WESTWOOD — An exhibit in its final weeks at the Fowler Museum at UCLA shows three different views of Africa by three artists.
Opened in February, the “Inheritance: Recent Video Art from Africa”exhibit is scheduled to close July 28.
“The three temporary exhibitions we opened in the spring demonstrate what the Fowler Museum at UCLA does so well: introduces audiences to cultural genres never before or rarely seen elsewhere that expand our knowledge of the nearly limitless reservoirs of artistic creativity and technical innovation expressed by communities everywhere,” Fowler Museum director Marla Berns said in her director’s message.
The exhibition consists of three video installations by artists, Kudzanai Chiurai, Zina Saro-Wiwa, and Mikhael Subotzky. The exhibits grapple with inherited political, social and environmental realities in their respective countries. Though belonging to the same post-independence generation, they have disparate backgrounds, which results in three starkly different viewpoints on what the future holds.
Chiurai, 38, is an internationally acclaimed young artist born in Zimbabwe. Born one year after Zimbabwe’s emergence from white-ruled Rhodesia, Chiurai’s early work has focused on the political, economic and social strife in his homeland. However, his art practice spans a diverse range of media.
In the 37-minute piece, “We Live in Silence,”Chiurai offers a vision of what could be. In this seven-chapter piece he begins chapter one with an actress declaring, “It’s crucial to be able to select individuals of speaking as we do, capable of thinking as we do, capable of retaining, of absorbing — yes, absorbing — words as we do and above all giving them the same meaning, and so there’ll be millions of white-washed blacks, white-washed and economically enslaved… sweet France, I’ve been white-washed by your culture, but I bring you greetings from Africa.”
The exhibit is accompanied by a soundtrack directed by João Orecchia.
Zina Saro-Wiwa, born in Port Harcourt, Nigeria in 1976 now resides in Brooklyn. She is a video artist and filmmaker, creating installations, documentaries, music videos and experimental films.
In “Table Manners,”Saro-Wiwa invites viewers to share a meal with her subjects. This installment includes eight screens each placed on top of their own individual table with a single chair placed in front of the screen.
Saro-Wiwa explores her Ogoni cultural heritage by filming, in a single take, Niger Delta locals eating traditional dishes from beginning to end. The diners eat ice fish, and mu, garri, egusi soup and garden egg with ground nut butter.
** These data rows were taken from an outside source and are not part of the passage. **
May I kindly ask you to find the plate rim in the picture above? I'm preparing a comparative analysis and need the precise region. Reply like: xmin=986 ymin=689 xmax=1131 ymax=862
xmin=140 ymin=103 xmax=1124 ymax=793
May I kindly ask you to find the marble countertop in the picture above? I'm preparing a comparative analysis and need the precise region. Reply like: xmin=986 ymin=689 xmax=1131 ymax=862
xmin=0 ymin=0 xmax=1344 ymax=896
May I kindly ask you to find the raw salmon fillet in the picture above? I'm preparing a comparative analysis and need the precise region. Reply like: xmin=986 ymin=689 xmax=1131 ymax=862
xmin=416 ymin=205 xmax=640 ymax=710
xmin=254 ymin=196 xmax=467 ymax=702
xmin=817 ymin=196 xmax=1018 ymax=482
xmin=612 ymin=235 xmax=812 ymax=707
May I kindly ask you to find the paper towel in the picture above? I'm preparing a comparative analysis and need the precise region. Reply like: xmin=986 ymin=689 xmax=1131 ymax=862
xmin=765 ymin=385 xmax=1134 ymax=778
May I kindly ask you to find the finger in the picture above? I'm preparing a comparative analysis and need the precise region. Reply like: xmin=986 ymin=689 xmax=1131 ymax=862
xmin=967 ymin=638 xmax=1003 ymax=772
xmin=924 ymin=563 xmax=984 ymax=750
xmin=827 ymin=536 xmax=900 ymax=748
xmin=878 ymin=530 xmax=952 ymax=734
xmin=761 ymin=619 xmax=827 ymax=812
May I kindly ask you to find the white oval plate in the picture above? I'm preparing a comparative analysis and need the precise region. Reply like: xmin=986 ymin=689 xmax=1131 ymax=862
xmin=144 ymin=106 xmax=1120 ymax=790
“First of all, I noticed the different popping colors, different foods, and how everyone is just enjoying their meal. And just showing the different styles of eating … kind of going against the traditional westernized way of eating with a fork, and spoon, and knife, just going straight at it with your hands savoring it more,” Los Angeles resident, Ednar Segura said. He and his family decided to stop by the museum after attending another UCLA event.
Mikhael Subotzky, 38, is a South African artist based in Johannesburg. He’s known for both his film and photographic work. He’s won several awards and is a member of Magnum Photos.
Filmed at Cape Recife Nature Reserve, on the outskirts of Port Elizabeth, Subotzky’s “WYE,”follows three fictional protagonists who inhabit the same beachfront at different time periods.
Upon entering the gallery, viewers are immediately immersed into the storyline as they have to walk on sand to get to their seat. They are surrounded by three large screens as they sit in their beach chairs.
The three interwoven narratives — which appear simultaneously across the three screens — concern individuals striving to be more than visitors in South Africa.
The Fowler Museum is open five days a week, including weekends and admission is free. The museum will be introducing three new exhibits this fall.